Regardless of how well designed and operated, any disbursement system runs the risk of issuing duplicate payments. By some estimates, duplicate payments amount to an estimated ½ to 1% of all payments made. Although this may not sound like much, for an organization processing $1,000,000 in payments annually, some $5,000 - $10,000 may represent duplicate payments. Although most vendors will return duplicate receipts, this is not assured in every case.

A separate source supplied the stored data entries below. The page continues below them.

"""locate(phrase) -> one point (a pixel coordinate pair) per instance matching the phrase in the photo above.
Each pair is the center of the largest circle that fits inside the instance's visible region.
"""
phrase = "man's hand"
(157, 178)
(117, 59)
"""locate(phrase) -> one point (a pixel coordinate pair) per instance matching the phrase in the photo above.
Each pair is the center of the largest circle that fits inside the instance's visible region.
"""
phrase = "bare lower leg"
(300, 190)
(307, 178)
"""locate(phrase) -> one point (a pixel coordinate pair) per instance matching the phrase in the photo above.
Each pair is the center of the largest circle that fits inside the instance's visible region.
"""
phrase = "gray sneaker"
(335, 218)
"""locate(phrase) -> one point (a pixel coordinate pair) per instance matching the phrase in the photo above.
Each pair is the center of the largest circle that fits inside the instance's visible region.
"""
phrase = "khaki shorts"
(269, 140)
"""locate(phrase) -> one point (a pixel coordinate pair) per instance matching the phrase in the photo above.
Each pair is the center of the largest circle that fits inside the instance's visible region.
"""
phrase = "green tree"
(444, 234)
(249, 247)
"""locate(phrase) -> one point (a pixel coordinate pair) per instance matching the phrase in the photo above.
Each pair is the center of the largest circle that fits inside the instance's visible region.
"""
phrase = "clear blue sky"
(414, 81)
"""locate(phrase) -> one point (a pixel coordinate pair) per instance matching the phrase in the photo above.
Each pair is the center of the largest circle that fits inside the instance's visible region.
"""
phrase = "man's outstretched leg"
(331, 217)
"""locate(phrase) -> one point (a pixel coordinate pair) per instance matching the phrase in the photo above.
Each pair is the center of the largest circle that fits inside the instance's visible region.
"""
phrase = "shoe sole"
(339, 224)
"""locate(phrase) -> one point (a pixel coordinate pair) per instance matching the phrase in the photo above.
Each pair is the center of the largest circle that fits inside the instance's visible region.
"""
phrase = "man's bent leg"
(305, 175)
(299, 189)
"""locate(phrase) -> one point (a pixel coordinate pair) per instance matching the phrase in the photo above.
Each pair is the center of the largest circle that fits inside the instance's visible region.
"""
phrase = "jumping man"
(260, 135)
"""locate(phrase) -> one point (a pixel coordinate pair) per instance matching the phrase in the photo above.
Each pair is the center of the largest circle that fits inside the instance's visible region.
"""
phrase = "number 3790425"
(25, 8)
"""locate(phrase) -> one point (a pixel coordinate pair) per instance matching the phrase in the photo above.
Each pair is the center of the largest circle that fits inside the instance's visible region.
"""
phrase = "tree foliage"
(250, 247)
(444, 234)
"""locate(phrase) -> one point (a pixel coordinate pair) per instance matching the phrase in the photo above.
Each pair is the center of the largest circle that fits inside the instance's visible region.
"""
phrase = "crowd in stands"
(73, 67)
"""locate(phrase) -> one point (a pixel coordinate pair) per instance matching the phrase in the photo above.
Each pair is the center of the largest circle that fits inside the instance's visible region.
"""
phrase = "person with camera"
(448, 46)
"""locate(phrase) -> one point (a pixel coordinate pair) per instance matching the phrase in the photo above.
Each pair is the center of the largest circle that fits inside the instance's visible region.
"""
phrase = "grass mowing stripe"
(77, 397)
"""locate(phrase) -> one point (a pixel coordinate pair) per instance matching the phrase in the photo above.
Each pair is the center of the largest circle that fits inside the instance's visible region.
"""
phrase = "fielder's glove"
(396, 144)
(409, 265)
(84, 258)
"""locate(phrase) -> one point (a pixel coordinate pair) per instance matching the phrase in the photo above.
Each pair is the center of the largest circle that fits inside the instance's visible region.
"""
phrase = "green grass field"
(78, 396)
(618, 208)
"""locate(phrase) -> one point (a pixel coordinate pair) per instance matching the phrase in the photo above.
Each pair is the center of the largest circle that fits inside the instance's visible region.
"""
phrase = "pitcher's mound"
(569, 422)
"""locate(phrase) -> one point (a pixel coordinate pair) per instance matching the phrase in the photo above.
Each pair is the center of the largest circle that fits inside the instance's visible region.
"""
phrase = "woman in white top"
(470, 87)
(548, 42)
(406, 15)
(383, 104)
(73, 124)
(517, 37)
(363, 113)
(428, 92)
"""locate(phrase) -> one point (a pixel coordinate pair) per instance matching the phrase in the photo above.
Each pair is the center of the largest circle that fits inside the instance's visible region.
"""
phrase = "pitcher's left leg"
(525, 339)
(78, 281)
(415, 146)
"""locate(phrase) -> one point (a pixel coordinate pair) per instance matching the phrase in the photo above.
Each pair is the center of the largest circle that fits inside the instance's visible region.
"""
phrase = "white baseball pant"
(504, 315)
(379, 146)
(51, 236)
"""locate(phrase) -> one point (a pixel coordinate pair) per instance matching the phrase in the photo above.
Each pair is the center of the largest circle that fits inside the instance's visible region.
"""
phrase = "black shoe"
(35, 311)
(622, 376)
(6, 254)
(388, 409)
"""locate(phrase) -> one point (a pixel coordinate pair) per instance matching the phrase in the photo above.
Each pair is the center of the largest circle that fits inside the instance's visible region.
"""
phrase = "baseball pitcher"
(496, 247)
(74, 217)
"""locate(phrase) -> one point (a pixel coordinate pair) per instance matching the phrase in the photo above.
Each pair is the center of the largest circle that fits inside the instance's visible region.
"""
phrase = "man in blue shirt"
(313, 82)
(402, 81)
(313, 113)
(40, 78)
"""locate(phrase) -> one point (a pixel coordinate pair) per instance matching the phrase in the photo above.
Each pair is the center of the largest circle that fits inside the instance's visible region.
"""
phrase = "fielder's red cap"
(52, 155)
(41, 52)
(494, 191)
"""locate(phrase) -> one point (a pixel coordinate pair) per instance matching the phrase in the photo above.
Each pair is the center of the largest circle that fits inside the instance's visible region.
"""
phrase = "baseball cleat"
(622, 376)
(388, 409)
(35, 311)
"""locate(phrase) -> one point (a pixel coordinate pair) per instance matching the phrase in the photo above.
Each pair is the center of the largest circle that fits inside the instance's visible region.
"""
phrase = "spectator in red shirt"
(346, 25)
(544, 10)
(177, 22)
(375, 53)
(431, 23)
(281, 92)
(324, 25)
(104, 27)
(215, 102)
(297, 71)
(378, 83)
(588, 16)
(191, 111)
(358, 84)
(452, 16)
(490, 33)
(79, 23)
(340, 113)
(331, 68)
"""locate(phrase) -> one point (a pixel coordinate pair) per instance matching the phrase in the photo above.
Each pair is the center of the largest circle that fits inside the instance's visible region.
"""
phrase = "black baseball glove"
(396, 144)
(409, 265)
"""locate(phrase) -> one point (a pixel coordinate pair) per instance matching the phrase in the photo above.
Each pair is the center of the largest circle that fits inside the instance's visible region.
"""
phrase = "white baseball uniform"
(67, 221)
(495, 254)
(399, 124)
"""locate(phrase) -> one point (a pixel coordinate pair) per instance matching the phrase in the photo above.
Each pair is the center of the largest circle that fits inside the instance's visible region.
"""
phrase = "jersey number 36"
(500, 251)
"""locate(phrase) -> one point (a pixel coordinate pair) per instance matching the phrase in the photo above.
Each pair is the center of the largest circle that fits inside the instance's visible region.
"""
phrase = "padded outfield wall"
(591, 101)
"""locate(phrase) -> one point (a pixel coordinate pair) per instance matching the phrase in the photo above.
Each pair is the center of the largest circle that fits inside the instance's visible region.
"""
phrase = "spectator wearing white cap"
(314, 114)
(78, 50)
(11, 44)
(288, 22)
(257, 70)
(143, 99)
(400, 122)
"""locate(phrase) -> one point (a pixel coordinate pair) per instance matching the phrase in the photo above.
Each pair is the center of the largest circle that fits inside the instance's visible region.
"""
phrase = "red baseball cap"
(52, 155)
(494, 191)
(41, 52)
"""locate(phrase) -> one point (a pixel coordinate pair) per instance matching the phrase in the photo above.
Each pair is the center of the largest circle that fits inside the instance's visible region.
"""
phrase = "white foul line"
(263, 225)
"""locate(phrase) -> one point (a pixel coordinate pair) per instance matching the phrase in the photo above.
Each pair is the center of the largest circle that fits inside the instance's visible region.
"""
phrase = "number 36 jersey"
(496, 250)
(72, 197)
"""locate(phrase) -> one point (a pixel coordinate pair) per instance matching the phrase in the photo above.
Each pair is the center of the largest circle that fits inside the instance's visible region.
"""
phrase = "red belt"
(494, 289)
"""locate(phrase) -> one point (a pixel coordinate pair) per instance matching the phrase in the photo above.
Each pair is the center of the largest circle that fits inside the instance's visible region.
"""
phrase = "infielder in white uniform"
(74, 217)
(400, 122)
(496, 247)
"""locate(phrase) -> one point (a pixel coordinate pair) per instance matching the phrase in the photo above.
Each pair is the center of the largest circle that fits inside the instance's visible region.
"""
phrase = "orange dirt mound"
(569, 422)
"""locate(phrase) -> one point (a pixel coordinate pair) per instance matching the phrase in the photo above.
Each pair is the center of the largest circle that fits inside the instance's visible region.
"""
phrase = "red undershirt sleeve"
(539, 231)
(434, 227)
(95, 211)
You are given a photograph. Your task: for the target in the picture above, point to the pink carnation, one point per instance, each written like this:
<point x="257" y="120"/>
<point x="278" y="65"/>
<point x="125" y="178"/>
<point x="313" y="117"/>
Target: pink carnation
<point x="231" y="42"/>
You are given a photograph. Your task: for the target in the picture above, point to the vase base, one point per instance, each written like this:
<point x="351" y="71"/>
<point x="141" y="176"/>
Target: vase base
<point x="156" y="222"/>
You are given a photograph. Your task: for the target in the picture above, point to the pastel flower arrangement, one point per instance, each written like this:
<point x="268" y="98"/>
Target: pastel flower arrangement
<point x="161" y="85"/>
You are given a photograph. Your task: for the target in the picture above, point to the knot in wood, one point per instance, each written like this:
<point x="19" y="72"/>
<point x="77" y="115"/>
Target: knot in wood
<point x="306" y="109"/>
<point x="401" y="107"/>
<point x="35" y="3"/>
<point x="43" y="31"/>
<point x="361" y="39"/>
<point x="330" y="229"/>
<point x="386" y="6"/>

What are the principal reasons duplicate payments occur? There can be multiple reasons, but the most common are that 1) duplicate vendors have been established, 2) invoices are not perceived as being paid timely, which encourages vendors to re-issue invoices, 3) lack of coding standards or adherence to coding standards for inputting vendor and invoice

information and 4) garden variety key punch errors occur (which will not be detected by most systems).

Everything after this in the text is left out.